SAAT 05:15 ==> Ayağımdaki sıcaklık gitmiş her tarafım üşür durumda tulumun içinde uyandım. Soğuk bir taraftan rüzgar bir taraftan derken kar yağdığını ve rüzgar ile tipiye dönüştüğünü farkederek iyice tuluma büründüm. Soğuktu ve sanırım tulumumun min sıcaklığı aşılmıştı. Yakıtı tekrar ateşledim ve tulumun içini nefesimle ısıtarak dayanmaya çalıştım. Bu şekilde bir durumda kaldığınızda vücut içinde olanlar şunlardır:
1) Vücut ısısı düşmeye programlı gibi sürekli düşer.2) Vücut ısısı düştükçe beyniniz damarlara emir verir ve derinizin altında kasları besleyen damarlardaki sıcak kan iç organlarınıza doğru akmaya başlar. Çünkü iç organları korumaya çalışır.
3) Bunun sonucunda kaslarınızı haraket ettirememeye yani donmaya başlarsınız.
4) Dokulara, hücrelere kandaki oksijende gitmeyeceği için tende morarmalar başlar.
5) Bir süre sonra beyin kendini korumak için sizi bayıltmaya çalışır veya uyutmaya çalışır.
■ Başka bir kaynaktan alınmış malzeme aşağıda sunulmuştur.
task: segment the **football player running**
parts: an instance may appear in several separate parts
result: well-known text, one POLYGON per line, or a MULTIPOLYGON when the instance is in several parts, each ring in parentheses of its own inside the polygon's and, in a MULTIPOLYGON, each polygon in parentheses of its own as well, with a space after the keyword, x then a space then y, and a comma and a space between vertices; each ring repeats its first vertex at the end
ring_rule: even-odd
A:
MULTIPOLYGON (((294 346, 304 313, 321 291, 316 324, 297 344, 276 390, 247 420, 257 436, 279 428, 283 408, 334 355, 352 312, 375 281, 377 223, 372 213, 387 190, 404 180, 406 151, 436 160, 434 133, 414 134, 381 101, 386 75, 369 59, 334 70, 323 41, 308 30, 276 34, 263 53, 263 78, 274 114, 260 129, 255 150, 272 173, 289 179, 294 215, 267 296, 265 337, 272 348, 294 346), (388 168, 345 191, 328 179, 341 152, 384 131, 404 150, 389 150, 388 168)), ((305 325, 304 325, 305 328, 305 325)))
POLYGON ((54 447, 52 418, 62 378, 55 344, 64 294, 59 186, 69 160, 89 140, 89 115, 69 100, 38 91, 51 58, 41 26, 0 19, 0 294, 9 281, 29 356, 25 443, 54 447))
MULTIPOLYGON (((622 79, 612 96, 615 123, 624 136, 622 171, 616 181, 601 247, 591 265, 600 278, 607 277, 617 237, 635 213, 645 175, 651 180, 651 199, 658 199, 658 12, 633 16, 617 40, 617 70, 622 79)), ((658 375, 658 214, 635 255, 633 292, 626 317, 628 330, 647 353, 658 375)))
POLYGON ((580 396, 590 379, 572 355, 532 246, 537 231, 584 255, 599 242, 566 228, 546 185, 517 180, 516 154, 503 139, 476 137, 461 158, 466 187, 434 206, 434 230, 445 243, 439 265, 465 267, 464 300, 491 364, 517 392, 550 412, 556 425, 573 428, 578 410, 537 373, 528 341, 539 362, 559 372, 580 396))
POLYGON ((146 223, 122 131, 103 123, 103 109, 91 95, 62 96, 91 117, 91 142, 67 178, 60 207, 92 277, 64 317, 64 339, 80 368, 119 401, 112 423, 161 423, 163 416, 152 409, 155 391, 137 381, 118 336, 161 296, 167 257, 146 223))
Çünkü sizin en ufak bir haraket çabanız dahi onun zor durumudur ve sizi etkisiz kılmaya çalışır.
6) Eğer buna aldanırsanız uykuya dalarsanız KAÇINILMAZ SONUNUZ GELDİ DEMEKTİR!!!
Ancak bundan kurtulmanın bir yolu vardır. Oda sırayla şunlardır:
- Bol bol ve derin nefesler alın. Yapabilirseniz diyafram nefesi almaya çalışın. Bu kanınızı haraket ettirir.
- Vücudunuzda karıncalanma olacaktır. Bu iyiye işarettir. Kanınızın harakete geçtiğini gösterir.
- Bundan sonra nefesinizi tutmaya başlayın. Derin nefesler alın ve tutun. Bu beyninizin oksijene doymasına ve iç organlarınıza daha rahat servis edilmesine sebep olur. Oksijen almaya başlayan vücut hücreleri yenilenir ve uyku durumunuz ortadan kalkar.
- Kaslarınızı haraket ettirin ve vücut sıcaklığınızı normale getirin.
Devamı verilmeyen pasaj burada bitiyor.